Но не превозмогла себя старая знахарка. Потрясена была, что ее Алена, любимица, утеха старости, вдруг оказалась владычицей Ведой. А пред ней Велина с малолетства трепет в душе имела. С тех самых пор, почитай, как бабка маленькой Вели приметила в ней дар и наставлять стала, замену себе готовить. А уж когда Велине к омуту ходить доводилось, от благоговейного страха сама себя не помнила, ног не чуяла под собой. И теперь — как же ей хотелось помочь! Душу бы за милую Алену отдала! Но сознание того, что не Алена — сама Веда помощи от нее ждет, как невольничьими цепями сковало старуху, лишало воли, остудило разум. Не смогла она. Со слезами вины попросила отпустить ее.
И получилось, что искала Алена-Веда помощи, совета разумного, а гнет одиночества лишь тяжельше, безысходнее стал. К Господу обращалась нисходила в душу кротость наместо отчаяния. Но горечь одиночество слаще не становилась. А так необходимо было ей согреться теплом сердечным! Уж очень студено одной было… Да неужто во всем мире не было у ней друга? Кто не смотрел бы на нее снизу, кто был бы равен ей и по разуму, и по душе. Где найти такого? Ведь была она Аленой, страдающей, с душой изъязвленной… Но одновременно — грозной и неприступной, чуждой человеку Ведой…

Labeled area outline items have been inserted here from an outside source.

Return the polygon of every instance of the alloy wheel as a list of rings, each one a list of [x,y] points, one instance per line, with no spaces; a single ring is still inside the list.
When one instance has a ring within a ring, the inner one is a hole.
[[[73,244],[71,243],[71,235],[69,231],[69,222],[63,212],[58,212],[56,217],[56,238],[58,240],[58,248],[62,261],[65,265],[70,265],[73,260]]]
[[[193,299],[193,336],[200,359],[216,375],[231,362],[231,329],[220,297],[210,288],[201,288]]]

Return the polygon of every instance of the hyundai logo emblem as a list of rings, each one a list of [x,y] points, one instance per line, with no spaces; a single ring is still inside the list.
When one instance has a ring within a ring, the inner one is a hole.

…Долго недвижно сидела Алена-Веда, невидяще глядела в холодное пустое пространство. Потом решительно подняла голову, распрямила спину и проговорила:
— Я — Веда!
Отпустила от себя Алену.
Глава тридцать шестая.
Алена собственную волю обретает
Услыхав долгий вздох — будто пробудился кто-то — Веда опустила долу свой царственный взгляд. В нескольких шагах от ступеней ее снежнобелого престола стояла тоненькая девица в небесно-голубом сарафане. Веда молчала, глядела на нее с ожиданием. Девица поклонилась низко:
— Государыня моя…
— Молчи! Не то! — резко прервала Веда, зеленые глаза полыхнули досадой.
— Дозволь приветствовать тебе, как надлежит… — растерянно начала девица.
— Опять не то! — в глазах Веды и гневный упрек, и мольба, и беспокойное нетерпение.
Девица вскинула голову, и вдруг рассмеялась легко:
— Не чаяла я к себе самой на встречу прийти!
И в ответ точно такой же смех просторно рассыпался.
— Наконец-то! Я уж тревожиться стала, что получила не то, чего ждала!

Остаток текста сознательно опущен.